Testing. 825 tests. Unit tests for text processing and models, database tests against in-memory SQLite, integration tests for service boundaries. swift test runs the full suite.

Text processing. A deterministic pipeline — filler word removal, custom word replacements, text snippet expansion, whitespace normalization — that runs after transcription. No LLM required. Predictable output every time.

Speaker diarization. Identifies who spoke when, using FluidAudio’s offline diarization pipeline. Available for file transcription.

AI features. Optional cloud LLM integration for transcript summarization and chat. Bring your own API key (OpenAI, Anthropic, Ollama, OpenRouter). Entirely opt-in — the app works completely offline without it.

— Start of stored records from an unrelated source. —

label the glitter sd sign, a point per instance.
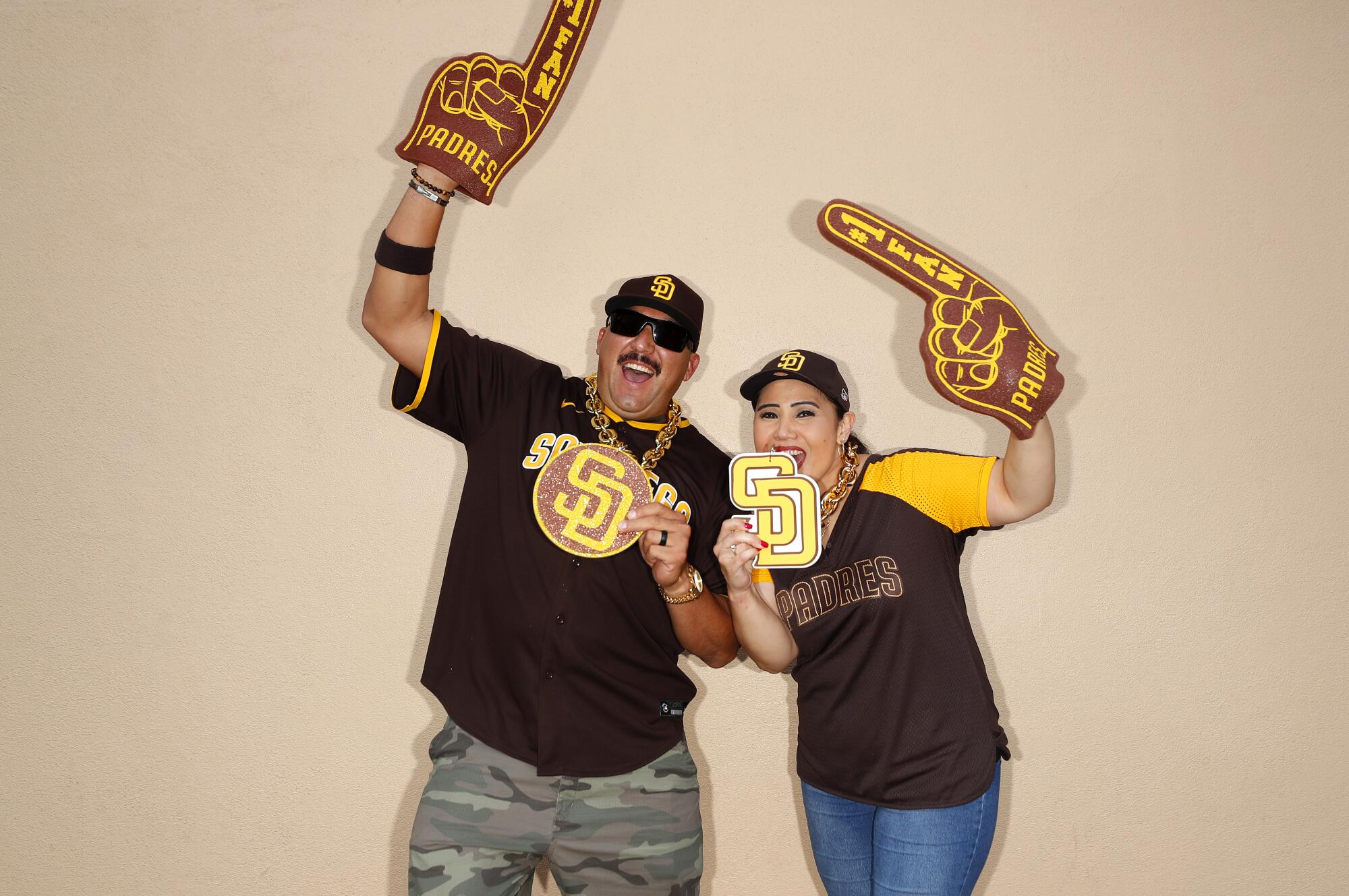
(585, 493)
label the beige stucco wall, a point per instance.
(221, 549)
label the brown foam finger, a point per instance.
(979, 349)
(467, 130)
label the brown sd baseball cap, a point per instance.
(666, 292)
(798, 363)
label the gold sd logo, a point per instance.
(786, 506)
(582, 496)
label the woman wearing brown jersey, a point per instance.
(899, 746)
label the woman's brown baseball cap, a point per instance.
(798, 363)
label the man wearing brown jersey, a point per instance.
(559, 672)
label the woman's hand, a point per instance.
(736, 549)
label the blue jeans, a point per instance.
(869, 850)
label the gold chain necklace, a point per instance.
(846, 478)
(600, 420)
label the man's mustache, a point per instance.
(643, 359)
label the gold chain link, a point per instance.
(600, 420)
(846, 478)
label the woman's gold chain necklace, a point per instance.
(846, 478)
(600, 420)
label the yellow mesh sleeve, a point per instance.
(952, 489)
(431, 357)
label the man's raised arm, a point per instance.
(397, 308)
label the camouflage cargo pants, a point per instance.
(486, 819)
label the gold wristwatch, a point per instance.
(695, 587)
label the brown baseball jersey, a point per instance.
(562, 661)
(895, 705)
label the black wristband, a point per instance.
(407, 260)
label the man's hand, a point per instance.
(480, 114)
(979, 350)
(668, 560)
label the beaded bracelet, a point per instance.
(423, 191)
(431, 187)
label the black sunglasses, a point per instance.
(667, 334)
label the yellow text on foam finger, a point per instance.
(461, 148)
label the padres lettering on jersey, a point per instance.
(821, 594)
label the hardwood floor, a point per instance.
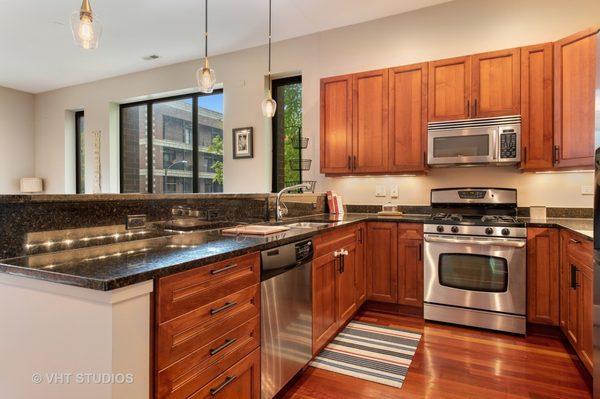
(456, 362)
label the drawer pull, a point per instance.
(227, 343)
(228, 380)
(223, 269)
(228, 305)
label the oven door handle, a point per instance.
(499, 243)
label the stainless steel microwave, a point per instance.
(488, 141)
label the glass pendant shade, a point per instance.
(86, 27)
(269, 106)
(206, 78)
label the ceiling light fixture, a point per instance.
(86, 27)
(269, 106)
(205, 75)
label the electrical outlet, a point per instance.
(587, 190)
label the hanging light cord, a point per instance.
(205, 28)
(270, 45)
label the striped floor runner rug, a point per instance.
(370, 352)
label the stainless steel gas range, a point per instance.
(475, 259)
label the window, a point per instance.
(173, 145)
(287, 132)
(79, 152)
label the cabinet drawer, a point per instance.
(181, 336)
(333, 241)
(184, 292)
(581, 249)
(241, 381)
(194, 371)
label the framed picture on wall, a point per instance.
(243, 146)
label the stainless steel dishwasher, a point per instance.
(286, 314)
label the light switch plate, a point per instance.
(587, 190)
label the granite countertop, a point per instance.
(107, 267)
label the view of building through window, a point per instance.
(287, 132)
(186, 145)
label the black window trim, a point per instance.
(276, 83)
(78, 188)
(148, 103)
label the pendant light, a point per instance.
(205, 75)
(86, 27)
(269, 106)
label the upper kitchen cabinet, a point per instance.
(574, 83)
(496, 85)
(370, 122)
(336, 124)
(536, 107)
(408, 118)
(450, 89)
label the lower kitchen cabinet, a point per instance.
(338, 281)
(410, 264)
(382, 262)
(543, 276)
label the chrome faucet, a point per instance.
(280, 208)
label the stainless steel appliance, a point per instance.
(286, 314)
(475, 259)
(495, 141)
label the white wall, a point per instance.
(16, 138)
(451, 29)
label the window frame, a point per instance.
(78, 189)
(150, 167)
(276, 83)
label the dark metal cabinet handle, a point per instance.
(223, 269)
(218, 349)
(228, 305)
(228, 380)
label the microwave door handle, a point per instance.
(499, 243)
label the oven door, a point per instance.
(475, 272)
(462, 146)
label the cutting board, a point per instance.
(255, 230)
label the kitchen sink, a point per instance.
(307, 225)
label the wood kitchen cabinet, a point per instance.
(574, 98)
(336, 124)
(410, 264)
(543, 276)
(339, 259)
(370, 122)
(537, 127)
(382, 262)
(408, 118)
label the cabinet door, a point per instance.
(345, 285)
(542, 276)
(408, 118)
(410, 264)
(382, 262)
(496, 84)
(370, 122)
(359, 267)
(586, 293)
(324, 300)
(336, 124)
(536, 107)
(574, 85)
(449, 89)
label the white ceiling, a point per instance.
(38, 53)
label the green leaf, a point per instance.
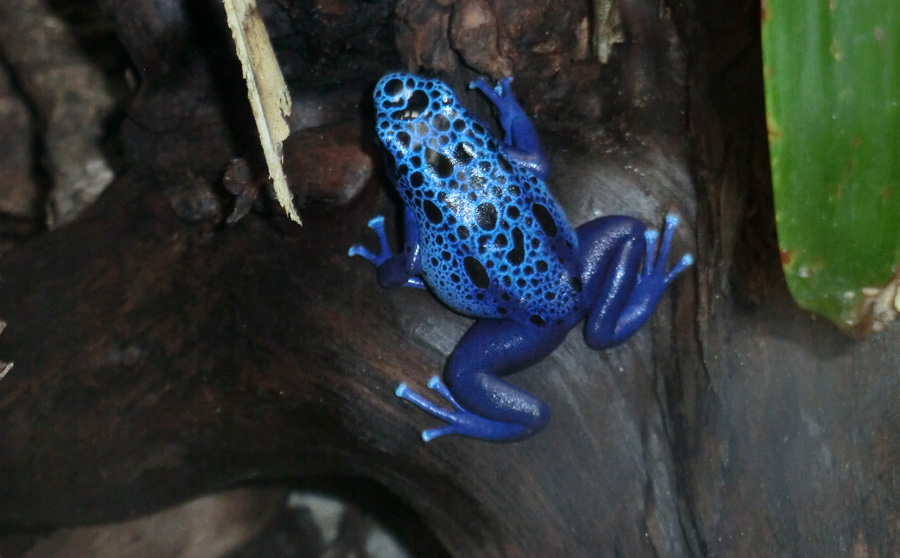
(832, 78)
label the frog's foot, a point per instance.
(459, 421)
(385, 260)
(655, 263)
(377, 225)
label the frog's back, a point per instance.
(494, 241)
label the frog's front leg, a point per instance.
(484, 405)
(522, 144)
(624, 276)
(400, 270)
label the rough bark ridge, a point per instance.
(159, 359)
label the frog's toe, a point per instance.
(459, 421)
(377, 225)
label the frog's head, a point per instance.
(415, 114)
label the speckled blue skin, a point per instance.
(483, 232)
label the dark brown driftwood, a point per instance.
(158, 360)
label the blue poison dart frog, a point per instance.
(483, 232)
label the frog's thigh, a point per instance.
(495, 348)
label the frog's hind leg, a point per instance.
(486, 406)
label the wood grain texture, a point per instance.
(158, 360)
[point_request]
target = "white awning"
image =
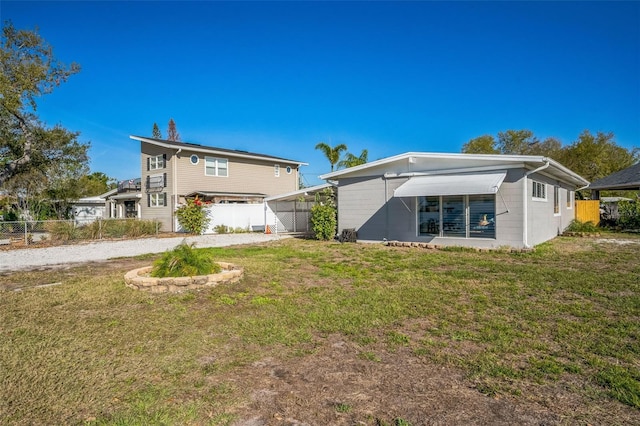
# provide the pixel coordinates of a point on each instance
(464, 184)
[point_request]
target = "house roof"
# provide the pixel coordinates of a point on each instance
(306, 193)
(205, 193)
(214, 150)
(628, 178)
(415, 163)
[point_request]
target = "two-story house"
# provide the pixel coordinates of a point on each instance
(173, 171)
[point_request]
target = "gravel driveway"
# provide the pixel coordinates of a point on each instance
(14, 260)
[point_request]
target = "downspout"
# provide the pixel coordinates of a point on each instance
(175, 190)
(386, 208)
(525, 204)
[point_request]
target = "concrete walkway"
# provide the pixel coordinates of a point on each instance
(21, 259)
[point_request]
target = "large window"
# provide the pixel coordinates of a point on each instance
(454, 223)
(216, 166)
(482, 212)
(468, 216)
(539, 190)
(428, 215)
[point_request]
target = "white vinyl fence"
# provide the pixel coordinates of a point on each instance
(280, 217)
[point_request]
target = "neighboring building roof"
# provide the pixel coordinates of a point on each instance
(306, 193)
(628, 178)
(126, 196)
(451, 163)
(224, 194)
(214, 150)
(96, 199)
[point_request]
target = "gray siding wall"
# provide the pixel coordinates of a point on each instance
(367, 204)
(361, 204)
(162, 214)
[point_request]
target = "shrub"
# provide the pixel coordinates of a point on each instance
(577, 226)
(221, 229)
(323, 216)
(184, 261)
(192, 216)
(64, 231)
(629, 214)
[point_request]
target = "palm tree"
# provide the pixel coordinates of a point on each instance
(351, 160)
(332, 154)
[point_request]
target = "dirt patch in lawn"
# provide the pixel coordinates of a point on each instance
(338, 386)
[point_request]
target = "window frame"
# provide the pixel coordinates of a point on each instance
(535, 194)
(157, 162)
(217, 168)
(157, 200)
(556, 200)
(471, 231)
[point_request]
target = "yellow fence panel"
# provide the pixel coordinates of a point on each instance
(588, 211)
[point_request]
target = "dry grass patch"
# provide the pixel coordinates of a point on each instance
(328, 333)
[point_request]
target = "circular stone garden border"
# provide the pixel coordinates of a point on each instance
(139, 279)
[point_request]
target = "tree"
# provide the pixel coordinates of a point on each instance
(485, 144)
(30, 70)
(332, 154)
(596, 156)
(156, 131)
(351, 160)
(172, 131)
(591, 156)
(516, 142)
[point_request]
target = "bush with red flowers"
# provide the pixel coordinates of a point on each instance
(192, 216)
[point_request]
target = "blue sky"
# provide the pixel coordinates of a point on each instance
(391, 77)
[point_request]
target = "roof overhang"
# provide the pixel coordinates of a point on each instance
(226, 194)
(440, 163)
(459, 184)
(306, 193)
(129, 196)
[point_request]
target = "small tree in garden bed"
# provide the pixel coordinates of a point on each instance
(192, 216)
(184, 261)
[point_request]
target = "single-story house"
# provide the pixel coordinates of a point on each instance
(122, 202)
(88, 209)
(474, 200)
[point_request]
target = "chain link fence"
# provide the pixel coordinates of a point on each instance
(34, 231)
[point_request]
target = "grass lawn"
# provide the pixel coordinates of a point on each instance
(323, 333)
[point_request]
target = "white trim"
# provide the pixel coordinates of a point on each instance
(155, 166)
(159, 200)
(533, 191)
(216, 166)
(457, 184)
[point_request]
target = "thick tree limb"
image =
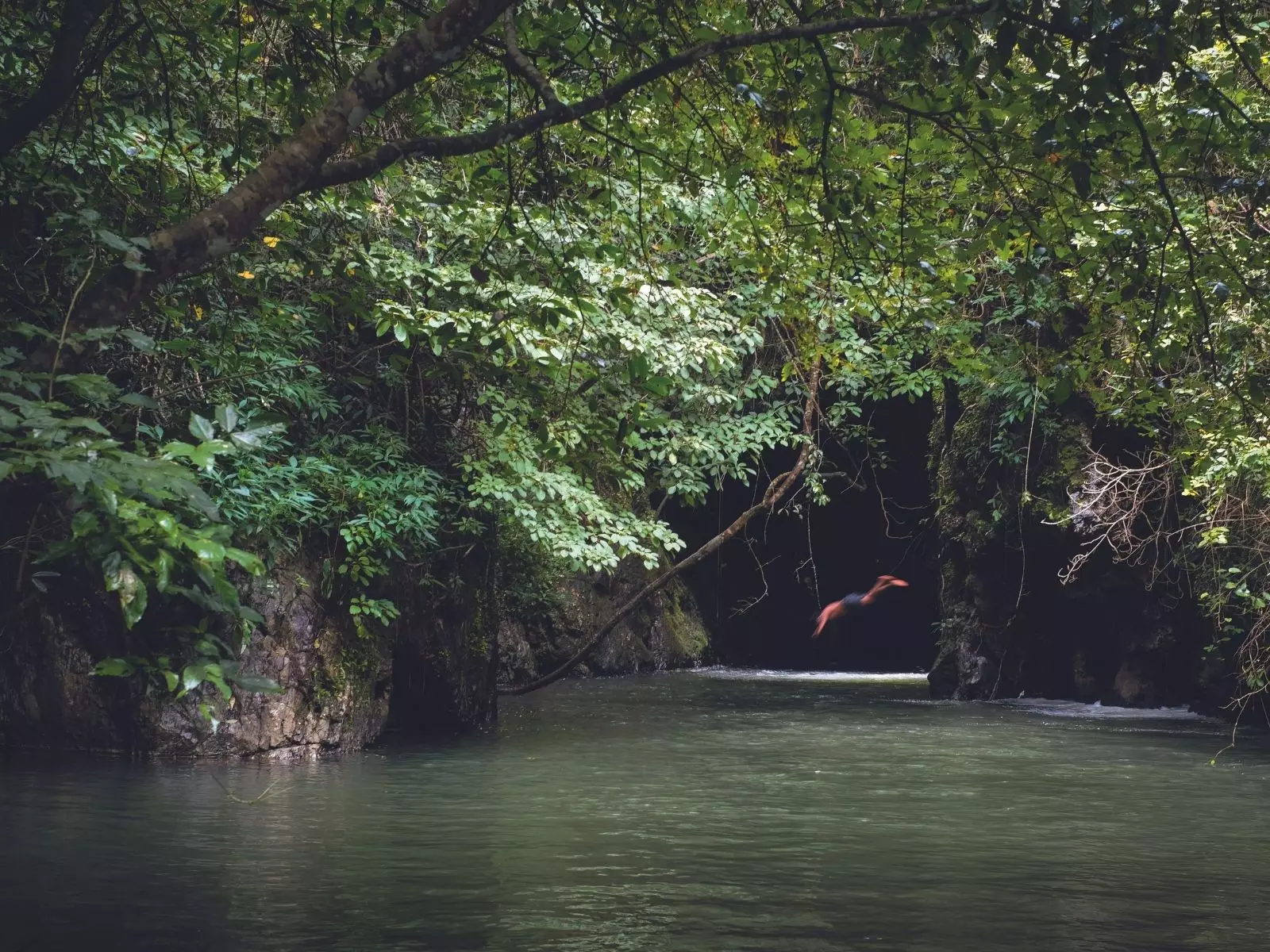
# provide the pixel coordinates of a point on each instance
(211, 234)
(776, 490)
(60, 76)
(556, 113)
(300, 163)
(522, 63)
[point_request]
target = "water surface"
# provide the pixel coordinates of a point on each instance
(696, 812)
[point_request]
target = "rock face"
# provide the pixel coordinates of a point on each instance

The app was built primarily with AI coding agents — Claude Code doing most of the implementation, guided by a structured spec kernel. I wrote about the methodology if you’re curious about that process.

How to get it

Download the app: macparakeet.com — notarized DMG, drag to Applications, done. Auto-updates via Sparkle.

Build from source:

git clone https://github.com/moona3k/macparakeet
cd macparakeet
swift test              # verify everything passes
scripts/dev/run_app.sh  # build and launch

The first launch downloads the Parakeet TDT model (~6 GB) to ~/Library/Application Support/MacParakeet/models/. After that, everything runs offline.

This is not abandonware

MacParakeet is my daily driver. I use it for dictation in every app, for transcribing meetings, for turning voice memos into text. It’s the first thing I’d reinstall on a fresh Mac. There’s something quietly satisfying about knowing other people are running software you built and use yourself every day.

That daily use matters because open-source projects without active maintainers rot. This one won’t. I notice when something breaks because it breaks for me first, and I fix it. The app is at v0.4 — feature-complete for dictation and transcription, stable for daily use, still being actively polished.

The GitHub issues are open. If something doesn’t work, file a bug. If something should work differently, say so. The codebase is documented — CLAUDE.md at the root has the full project context, architecture decisions, and contribution patterns.

Local voice input on Mac should be fast, private, and free. Now it is.